Indeed, the inaugural year did not disappoint. Even though a bonafide – yet unexpected – rainstorm swept through the festival's second day, the Woogie spirit prevailed. Festival-goers embraced the wetness throughout the weekend and even remained positive when rained caused the speakers to short circuit for a brief time. As one reviewer put it: “After fifteen minutes a solid crowd had formed, drenched, caked in mud and stoked to get their tunes back.”
Woogie On Down
The overall vibe at Woogie Weekend is to check your ego at the door, and to be ready to go on a musical adventure. The technicolor aesthetic and wild stage designs help set the scene, and are part of what The Do LaB is known for. There are two stages—The Hive and The Beat Nest—as well as the Dusk and Dawn after-party rigs that live in the campgrounds. The close-together stages allow festival-goers to see it all without too much effort or planning. Musically speaking, longer sets across just two stages mean that DJs and acts have more of an opportunity to gradually build hype and take listeners on a musical journey, rather than having to make a musical statement in a scheduled, compressed window of time. Once the main stages close down, the rugged after-parties swoop in to provide more than enough reason to stay up through the night until morning yoga.

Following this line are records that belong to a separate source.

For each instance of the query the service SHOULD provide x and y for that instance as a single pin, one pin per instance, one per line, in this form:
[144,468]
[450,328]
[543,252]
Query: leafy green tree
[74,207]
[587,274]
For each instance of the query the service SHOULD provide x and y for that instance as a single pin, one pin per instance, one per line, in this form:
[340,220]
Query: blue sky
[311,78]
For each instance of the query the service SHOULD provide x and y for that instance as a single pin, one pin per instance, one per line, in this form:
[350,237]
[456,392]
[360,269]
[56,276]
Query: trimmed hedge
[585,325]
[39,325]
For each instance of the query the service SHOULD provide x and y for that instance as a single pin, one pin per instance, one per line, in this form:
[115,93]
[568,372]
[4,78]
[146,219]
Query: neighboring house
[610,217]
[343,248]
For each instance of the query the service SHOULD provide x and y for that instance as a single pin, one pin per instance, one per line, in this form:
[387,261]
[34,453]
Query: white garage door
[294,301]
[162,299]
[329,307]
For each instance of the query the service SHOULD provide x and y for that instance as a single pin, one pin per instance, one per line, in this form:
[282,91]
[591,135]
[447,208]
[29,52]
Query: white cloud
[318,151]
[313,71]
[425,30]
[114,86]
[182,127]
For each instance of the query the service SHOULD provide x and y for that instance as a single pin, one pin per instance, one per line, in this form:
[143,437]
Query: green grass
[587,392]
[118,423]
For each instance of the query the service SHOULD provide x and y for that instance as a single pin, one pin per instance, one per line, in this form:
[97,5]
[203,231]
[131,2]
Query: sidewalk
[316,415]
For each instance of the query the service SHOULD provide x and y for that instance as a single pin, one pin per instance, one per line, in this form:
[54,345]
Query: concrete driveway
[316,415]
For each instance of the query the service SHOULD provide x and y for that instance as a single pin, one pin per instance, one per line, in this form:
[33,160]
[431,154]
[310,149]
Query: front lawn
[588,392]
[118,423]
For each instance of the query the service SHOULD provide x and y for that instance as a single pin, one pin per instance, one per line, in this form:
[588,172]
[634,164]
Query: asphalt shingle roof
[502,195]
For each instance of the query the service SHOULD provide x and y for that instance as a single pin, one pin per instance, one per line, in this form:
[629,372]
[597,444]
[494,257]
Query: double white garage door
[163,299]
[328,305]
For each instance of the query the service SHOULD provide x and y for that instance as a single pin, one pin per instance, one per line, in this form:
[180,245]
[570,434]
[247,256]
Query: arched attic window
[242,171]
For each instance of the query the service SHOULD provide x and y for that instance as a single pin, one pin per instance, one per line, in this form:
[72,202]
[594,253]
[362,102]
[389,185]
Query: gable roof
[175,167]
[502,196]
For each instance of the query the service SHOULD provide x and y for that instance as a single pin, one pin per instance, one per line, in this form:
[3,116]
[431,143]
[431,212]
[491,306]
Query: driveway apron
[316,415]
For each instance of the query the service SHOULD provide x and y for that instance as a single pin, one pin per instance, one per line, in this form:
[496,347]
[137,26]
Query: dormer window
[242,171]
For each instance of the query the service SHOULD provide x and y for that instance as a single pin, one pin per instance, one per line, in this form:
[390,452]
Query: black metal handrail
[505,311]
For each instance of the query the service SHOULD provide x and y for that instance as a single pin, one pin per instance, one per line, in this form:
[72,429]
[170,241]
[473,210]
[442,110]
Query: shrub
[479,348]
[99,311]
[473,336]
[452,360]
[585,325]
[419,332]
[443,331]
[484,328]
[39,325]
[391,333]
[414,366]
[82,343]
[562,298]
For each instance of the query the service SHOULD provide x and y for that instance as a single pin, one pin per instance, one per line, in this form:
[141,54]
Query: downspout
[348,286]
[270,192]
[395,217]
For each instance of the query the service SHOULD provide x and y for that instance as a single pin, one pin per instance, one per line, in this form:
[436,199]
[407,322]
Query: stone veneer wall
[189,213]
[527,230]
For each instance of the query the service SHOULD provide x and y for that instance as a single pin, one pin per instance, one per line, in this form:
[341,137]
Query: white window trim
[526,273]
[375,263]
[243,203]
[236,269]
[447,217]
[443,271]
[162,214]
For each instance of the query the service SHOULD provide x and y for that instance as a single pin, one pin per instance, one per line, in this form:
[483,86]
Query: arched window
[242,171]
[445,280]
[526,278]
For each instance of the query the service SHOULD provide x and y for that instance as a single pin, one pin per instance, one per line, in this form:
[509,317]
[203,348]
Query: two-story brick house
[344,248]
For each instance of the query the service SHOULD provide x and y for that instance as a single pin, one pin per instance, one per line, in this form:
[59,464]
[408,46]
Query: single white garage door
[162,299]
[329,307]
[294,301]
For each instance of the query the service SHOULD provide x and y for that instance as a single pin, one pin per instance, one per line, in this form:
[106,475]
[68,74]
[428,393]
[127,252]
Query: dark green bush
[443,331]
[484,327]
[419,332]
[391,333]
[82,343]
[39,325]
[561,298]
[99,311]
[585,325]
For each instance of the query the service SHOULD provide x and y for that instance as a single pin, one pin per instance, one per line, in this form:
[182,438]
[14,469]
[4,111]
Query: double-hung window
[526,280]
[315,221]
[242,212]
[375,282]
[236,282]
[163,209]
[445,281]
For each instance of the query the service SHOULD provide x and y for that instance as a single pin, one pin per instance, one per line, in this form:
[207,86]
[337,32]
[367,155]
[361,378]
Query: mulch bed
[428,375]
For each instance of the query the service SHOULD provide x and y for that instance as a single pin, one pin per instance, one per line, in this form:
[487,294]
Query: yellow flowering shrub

When it comes to camping, Woogie Weekend’s organizers say it’s not mandatory (meaning ticket holders can come in and out) but staying onsite definitely adds to the experience. The festival abides by a “leave it better, leave it beautiful” policy, instilling in everyone an appreciation and respect for the nature surrounding the party.
The Lineup and Sound
In 2015, there were over house-centric 30 acts across the two stages, featuring the likes of Danny Daze, Henry Saiz, Moon Boots, J. Phlip, Jonas Rathsman, Francesca Lombardo, RÜFÜS DU SOL, Adam Freeland, Pig&Dan, Nick Warren, Mikey Lion, and Way Out West (Nick Warren + Jody Wisternoff). As the rain subsided on Sunday, a special takeover by Lee Burridge and the All Day I Dream crew brought the crowd back to thumping life.
A definite highlight of 2015 was when L.A.’s quirky dance and performance troupe Bijoulette tookover the much-loved slip n' slide, which quickly brought out the wild child in nearly everyone present. Whale rafts, giant rubber duckies, swan-shaped floaties — you name it — all enhanced the carefree, fun-filled vibe of a truly epic weekend.